0

Folks,

I am currently have started reading about NOSQL related DB as currently working on Database warehousing related application.

I have following questions. I have already read basics.

Question 1) How entire raw is retrived in column oriented database as data with same column is stored together ?

lets say we store data in following format so internally it will be stored like this in column oriented DB.

test|test1 together and 5|10 together.

key 1 : { name : test, value : 5 } key 2 : { name : test1 , value : 10 }

So if we have to retrive data for key1 how does it happen ? (A and B is my guess)

A) If it has to pick data from each column storage seperately then it will be very costly

B) is there any indexing mechanism to fetch this data for all columns for given raw key ?

Question 2 )

I was reading through some of the docs and found column oriented Database is more suited to run aggregation function on single column as I/O will be less.

I didnot find proper support for aggregation function like SUM,AVG etc in NOSQL column oriented store like cassandra and HBASE. ( There could be some tweaking/hacking/more code writing like below)

How does Apache Cassandra do aggregate operations? realtime querying/aggregating millions of records - hadoop? hbase? cassandra? How to use hbase coprocessor to implement groupby?

Question 3 ) How the joins happens internally in column oriented database is it advisable to do ?

Community
  • 1
  • 1
user1927808
  • 577
  • 1
  • 10
  • 23

1 Answers1

0

Nice question, 1) In Cassandra if you are using cqlsh then it will look like as you store data in mysql or some other rdbms stores.

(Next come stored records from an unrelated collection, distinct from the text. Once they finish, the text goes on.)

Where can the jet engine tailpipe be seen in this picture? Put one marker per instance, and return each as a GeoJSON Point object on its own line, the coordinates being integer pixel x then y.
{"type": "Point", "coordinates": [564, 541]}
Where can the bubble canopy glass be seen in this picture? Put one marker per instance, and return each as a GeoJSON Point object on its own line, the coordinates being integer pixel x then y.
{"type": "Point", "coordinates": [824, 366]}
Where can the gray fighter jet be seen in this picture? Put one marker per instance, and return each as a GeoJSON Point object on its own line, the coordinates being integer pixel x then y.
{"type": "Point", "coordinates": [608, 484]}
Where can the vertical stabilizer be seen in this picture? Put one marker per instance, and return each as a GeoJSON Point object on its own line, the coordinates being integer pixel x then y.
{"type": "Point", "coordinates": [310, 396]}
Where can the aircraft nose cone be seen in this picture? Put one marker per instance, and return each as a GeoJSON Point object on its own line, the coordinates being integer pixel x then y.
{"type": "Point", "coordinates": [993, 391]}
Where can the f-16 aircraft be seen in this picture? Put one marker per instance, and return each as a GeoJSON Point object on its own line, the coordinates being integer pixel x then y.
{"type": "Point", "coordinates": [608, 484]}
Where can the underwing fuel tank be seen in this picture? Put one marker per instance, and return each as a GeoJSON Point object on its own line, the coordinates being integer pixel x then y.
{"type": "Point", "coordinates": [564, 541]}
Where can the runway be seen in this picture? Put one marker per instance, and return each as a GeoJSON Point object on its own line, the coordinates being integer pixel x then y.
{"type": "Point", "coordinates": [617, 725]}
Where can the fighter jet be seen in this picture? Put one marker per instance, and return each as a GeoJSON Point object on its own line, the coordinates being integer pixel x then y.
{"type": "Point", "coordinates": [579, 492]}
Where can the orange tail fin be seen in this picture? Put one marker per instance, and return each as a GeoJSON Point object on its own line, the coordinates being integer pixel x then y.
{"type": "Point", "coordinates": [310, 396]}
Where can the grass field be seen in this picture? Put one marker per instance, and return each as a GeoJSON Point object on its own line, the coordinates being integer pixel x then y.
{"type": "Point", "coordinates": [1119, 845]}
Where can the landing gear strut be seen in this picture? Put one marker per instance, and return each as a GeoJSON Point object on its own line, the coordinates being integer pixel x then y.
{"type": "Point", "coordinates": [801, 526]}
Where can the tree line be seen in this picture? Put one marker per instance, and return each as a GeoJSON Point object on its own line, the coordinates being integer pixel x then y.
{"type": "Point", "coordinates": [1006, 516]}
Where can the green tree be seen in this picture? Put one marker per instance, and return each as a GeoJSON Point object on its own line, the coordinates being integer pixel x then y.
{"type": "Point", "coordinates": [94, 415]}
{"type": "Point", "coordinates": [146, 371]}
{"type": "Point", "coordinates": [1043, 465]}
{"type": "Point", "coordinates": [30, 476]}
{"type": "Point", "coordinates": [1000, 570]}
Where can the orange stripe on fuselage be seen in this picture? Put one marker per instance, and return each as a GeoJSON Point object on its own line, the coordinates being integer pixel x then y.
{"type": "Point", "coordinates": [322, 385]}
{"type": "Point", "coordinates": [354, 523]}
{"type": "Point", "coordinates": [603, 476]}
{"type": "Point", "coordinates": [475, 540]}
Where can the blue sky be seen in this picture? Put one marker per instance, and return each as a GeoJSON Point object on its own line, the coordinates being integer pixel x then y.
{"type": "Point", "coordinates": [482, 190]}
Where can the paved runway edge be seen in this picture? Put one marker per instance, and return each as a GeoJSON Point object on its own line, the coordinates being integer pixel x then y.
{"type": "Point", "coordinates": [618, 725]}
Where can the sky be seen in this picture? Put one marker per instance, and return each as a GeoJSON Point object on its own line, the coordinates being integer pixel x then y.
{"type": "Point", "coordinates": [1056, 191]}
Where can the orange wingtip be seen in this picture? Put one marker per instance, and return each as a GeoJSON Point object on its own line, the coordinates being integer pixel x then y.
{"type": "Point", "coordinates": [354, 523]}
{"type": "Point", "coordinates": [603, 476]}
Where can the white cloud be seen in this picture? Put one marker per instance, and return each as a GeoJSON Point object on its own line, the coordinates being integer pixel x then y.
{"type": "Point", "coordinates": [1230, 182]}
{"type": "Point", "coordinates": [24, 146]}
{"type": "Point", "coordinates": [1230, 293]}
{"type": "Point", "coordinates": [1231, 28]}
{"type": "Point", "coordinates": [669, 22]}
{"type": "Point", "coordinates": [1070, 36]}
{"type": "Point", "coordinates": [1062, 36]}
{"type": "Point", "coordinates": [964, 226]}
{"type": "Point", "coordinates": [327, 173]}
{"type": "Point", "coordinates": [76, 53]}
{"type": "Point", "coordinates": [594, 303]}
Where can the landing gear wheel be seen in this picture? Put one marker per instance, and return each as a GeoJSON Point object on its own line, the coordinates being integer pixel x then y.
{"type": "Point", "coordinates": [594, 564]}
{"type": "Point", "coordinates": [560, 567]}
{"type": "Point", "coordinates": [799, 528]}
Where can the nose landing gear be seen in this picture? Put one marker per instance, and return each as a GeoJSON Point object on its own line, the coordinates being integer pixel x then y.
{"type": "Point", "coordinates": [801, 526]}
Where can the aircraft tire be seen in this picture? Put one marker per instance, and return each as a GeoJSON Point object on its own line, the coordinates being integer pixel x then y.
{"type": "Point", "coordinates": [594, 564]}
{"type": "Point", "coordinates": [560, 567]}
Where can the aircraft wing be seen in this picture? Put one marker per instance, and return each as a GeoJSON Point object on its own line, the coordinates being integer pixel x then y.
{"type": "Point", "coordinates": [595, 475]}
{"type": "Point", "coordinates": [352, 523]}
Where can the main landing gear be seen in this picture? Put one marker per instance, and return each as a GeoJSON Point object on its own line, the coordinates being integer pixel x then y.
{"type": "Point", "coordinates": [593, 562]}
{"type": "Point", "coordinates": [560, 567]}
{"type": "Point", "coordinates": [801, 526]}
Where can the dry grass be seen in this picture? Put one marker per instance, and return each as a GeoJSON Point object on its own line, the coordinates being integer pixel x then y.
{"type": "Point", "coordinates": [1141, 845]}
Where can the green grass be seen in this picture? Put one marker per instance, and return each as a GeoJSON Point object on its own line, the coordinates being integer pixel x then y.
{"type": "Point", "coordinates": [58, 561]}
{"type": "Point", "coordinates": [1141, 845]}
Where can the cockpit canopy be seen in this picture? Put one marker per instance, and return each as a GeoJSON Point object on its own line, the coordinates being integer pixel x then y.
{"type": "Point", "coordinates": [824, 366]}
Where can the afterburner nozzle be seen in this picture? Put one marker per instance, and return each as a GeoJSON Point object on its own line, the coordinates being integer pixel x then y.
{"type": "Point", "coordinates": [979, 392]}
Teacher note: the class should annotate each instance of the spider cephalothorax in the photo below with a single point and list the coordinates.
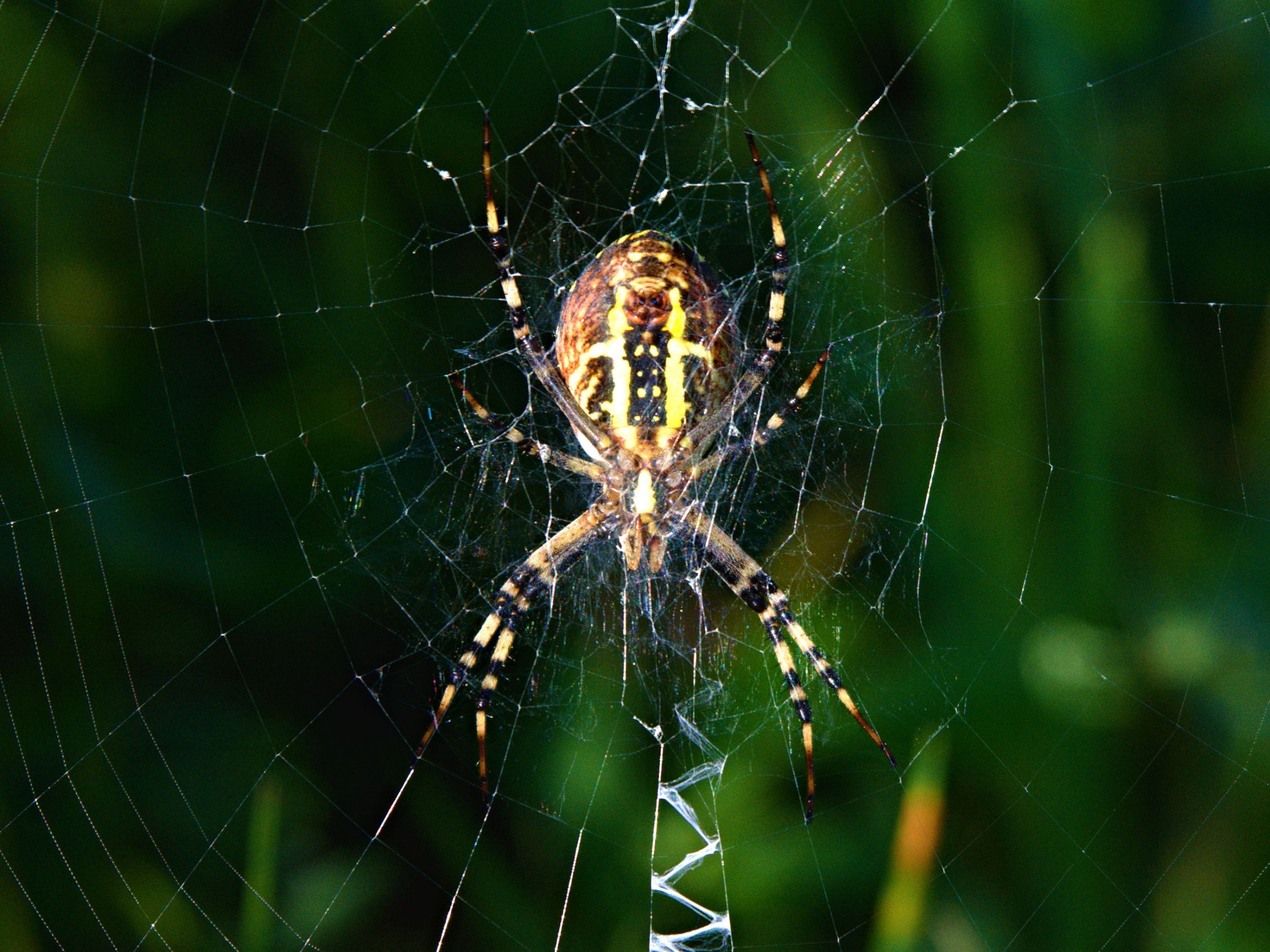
(645, 374)
(645, 345)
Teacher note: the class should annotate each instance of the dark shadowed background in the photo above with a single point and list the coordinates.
(247, 527)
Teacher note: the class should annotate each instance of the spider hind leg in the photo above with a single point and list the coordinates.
(757, 591)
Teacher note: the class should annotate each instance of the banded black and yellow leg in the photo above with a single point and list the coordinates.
(756, 588)
(532, 577)
(798, 697)
(505, 607)
(528, 342)
(488, 686)
(822, 665)
(534, 574)
(767, 431)
(528, 445)
(774, 334)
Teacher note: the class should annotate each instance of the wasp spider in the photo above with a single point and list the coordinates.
(645, 356)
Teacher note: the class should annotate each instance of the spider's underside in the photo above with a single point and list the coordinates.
(645, 359)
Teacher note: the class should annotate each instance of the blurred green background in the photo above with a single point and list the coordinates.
(245, 527)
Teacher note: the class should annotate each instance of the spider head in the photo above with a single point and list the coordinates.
(645, 500)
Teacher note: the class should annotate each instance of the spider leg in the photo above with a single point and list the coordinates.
(542, 570)
(537, 573)
(755, 587)
(528, 342)
(529, 446)
(774, 335)
(774, 423)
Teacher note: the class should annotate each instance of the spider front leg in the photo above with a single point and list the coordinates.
(774, 423)
(528, 342)
(774, 335)
(529, 446)
(755, 587)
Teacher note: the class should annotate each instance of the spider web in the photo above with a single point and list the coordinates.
(251, 525)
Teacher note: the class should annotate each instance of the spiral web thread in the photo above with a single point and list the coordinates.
(715, 931)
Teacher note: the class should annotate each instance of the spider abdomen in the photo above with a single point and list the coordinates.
(647, 342)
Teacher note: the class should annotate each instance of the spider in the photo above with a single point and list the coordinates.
(645, 361)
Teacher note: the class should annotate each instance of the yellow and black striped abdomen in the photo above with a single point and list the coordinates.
(647, 342)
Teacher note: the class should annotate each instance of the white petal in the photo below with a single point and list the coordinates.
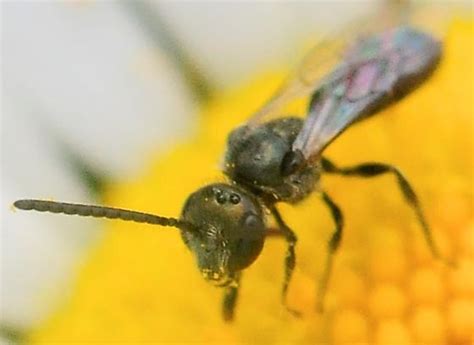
(38, 251)
(95, 78)
(234, 40)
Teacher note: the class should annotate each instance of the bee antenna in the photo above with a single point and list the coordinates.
(99, 212)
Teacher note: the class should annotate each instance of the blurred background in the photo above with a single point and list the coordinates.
(91, 89)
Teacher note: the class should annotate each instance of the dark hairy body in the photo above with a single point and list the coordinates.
(281, 160)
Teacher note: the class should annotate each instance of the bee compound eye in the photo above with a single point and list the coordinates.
(235, 199)
(219, 196)
(251, 220)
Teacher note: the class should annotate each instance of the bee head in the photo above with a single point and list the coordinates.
(228, 230)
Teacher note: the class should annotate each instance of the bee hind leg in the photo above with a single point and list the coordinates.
(333, 245)
(290, 258)
(372, 169)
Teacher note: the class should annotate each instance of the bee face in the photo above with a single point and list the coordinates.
(228, 230)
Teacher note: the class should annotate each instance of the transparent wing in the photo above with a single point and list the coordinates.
(334, 47)
(321, 60)
(377, 71)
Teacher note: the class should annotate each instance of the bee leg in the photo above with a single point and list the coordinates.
(290, 258)
(373, 169)
(230, 299)
(333, 245)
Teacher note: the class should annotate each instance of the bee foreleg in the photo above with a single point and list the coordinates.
(290, 258)
(333, 245)
(373, 169)
(230, 298)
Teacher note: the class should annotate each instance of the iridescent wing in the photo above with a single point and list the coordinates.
(377, 71)
(322, 59)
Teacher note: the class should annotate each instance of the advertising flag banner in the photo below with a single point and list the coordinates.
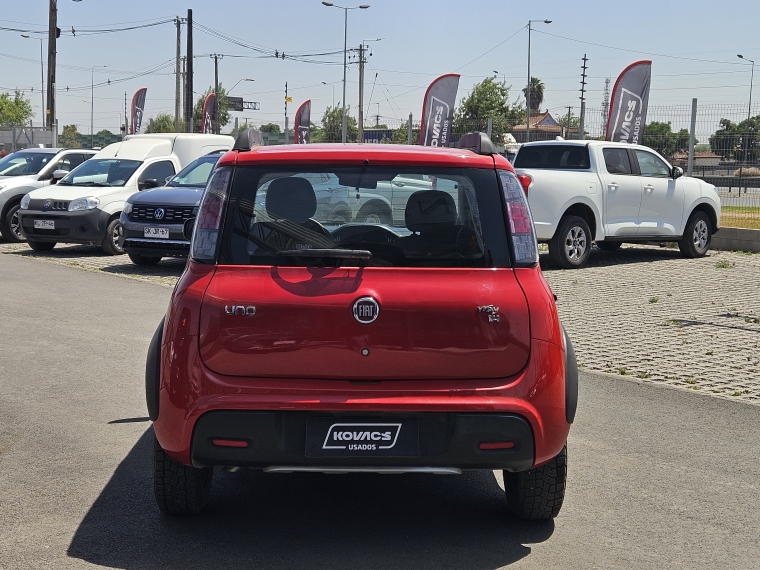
(438, 110)
(628, 106)
(209, 110)
(138, 106)
(303, 123)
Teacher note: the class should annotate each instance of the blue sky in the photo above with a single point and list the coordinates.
(693, 45)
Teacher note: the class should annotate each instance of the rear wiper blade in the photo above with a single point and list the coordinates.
(334, 253)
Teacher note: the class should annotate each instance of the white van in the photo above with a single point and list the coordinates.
(84, 207)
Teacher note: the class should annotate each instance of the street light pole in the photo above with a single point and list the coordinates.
(345, 51)
(527, 90)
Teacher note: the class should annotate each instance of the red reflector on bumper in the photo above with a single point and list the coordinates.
(497, 445)
(229, 442)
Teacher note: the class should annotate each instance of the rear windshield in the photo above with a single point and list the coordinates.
(357, 216)
(558, 157)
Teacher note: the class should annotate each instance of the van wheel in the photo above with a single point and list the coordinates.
(143, 260)
(11, 226)
(110, 243)
(696, 236)
(41, 245)
(571, 244)
(180, 489)
(537, 494)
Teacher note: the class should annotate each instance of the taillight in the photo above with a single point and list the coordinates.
(521, 228)
(525, 180)
(209, 220)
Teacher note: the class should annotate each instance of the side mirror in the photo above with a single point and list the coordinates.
(187, 229)
(57, 175)
(149, 183)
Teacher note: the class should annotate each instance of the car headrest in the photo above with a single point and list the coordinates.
(430, 208)
(291, 198)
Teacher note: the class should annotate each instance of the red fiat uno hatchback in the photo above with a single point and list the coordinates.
(363, 308)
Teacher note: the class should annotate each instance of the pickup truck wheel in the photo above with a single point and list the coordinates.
(143, 260)
(180, 489)
(696, 236)
(41, 245)
(571, 244)
(537, 494)
(609, 245)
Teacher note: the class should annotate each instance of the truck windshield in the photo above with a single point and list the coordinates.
(101, 172)
(24, 163)
(553, 156)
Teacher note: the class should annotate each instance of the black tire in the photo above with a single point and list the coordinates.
(180, 489)
(537, 494)
(697, 236)
(110, 243)
(609, 245)
(373, 214)
(11, 225)
(41, 245)
(570, 246)
(143, 260)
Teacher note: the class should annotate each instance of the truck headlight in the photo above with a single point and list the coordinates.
(89, 203)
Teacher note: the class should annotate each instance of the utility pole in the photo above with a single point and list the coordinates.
(189, 74)
(582, 123)
(178, 21)
(52, 36)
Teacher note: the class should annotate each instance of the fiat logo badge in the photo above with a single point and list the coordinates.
(366, 310)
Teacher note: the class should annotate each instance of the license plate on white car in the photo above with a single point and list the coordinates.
(160, 233)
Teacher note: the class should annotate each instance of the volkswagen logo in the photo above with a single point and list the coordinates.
(366, 310)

Connected to Test Cluster at localhost:9160.
[cqlsh 3.1.7 | Cassandra 1.2.9 | CQL spec 3.0.0 | Thrift protocol 19.36.0]
Use HELP for help.
cqlsh> create keyspace test with replication={'class':'SimpleStrategy', 'replication_factor': 1
         <value>  
cqlsh> create keyspace test with replication={'class':'SimpleStrategy', replication_factor': 1};
cqlsh> USE test ;
cqlsh:test> create table entry(key text PRIMARY KEY, name text, value int );
cqlsh:test> INSERT INTO entry (key, name , value ) VALUES ( 'key1', 'test',5);
cqlsh:test> INSERT INTO entry (key, name , value ) VALUES ( 'key2', 'test1',10);
cqlsh:test> select * from entry;

 key  | name  | value
------+-------+-------
 key1 |  test |     5
 key2 | test1 |    10

cqlsh:test>

Note:- you can select rows using key or using some criteria on other column by using secondary indexes.

But in hbase the structure will look like following

rowkey | column family | column | value
key1   | entry         | name   | test
key1   | entry         | value  | 5
key2   | entry         | name   | test1
key2   | entry         | value  | 10

Note:- you can select each row using key or any column value its very easy.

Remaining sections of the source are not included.